Sinitic Languages Diversity and Digital Humanities - DLS-HN
Abstract
The development of digital humanities (DH) practices and the growing availability of corpora are opening up new areas of application and challenges for automatic language processing (ALP). The NLP of Sinitic languages is no exception, although it does present some specific problems. We propose a project that aims to describe and address some of these challenges by approaching the issue from the angle of variation.
We will distinguish three axes of variation: temporal (diachronic), geographical (dialectal/diatopic) and grapholinguistic (language-writing relationship).
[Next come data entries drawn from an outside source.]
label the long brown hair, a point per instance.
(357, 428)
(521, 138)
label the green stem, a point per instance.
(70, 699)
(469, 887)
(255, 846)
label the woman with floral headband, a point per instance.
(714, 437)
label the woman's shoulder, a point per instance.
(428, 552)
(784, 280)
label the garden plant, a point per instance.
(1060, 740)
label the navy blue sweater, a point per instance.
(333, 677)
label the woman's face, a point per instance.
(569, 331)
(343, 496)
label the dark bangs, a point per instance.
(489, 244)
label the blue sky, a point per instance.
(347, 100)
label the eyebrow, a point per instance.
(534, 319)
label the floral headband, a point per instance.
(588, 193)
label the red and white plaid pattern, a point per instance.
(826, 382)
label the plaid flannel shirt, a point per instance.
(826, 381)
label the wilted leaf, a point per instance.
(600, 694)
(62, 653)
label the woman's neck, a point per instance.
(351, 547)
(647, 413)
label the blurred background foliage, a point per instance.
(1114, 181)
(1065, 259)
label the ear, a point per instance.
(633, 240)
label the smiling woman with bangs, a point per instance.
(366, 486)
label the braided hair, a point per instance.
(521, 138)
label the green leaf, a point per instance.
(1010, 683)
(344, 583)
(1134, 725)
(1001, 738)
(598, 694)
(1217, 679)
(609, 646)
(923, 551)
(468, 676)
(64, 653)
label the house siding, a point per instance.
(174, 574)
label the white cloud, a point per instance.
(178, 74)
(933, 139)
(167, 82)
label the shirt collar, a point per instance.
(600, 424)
In this way, we wish to question the formal representations (data normalization and vectorization) and corpus choices at the basis of any processing of Sinitic languages.
We will study several situations of variation and different applications of NLP to HN and for heritage languages.
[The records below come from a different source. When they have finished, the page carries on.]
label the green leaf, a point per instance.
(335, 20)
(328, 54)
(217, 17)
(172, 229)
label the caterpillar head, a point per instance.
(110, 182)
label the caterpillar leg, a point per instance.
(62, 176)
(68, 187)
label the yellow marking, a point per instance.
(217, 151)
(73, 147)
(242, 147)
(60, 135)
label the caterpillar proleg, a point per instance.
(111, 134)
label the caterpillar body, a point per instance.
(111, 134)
Our contribution will be twofold. On the one hand, it will concern the evaluation and design of NLP methods on data located at different positions along these axes, and on the other, the dissemination of these methods and their applications. We will work on both written and oral data.
The temporal axis will be explored mainly through the corpus of the Shun-Pao, the first daily newspaper printed in Sinogram between 1872 and 1949. This corpus enables us to address both linguistic and historical issues, and will be worked on in collaboration with historians involved in the ENP-China project.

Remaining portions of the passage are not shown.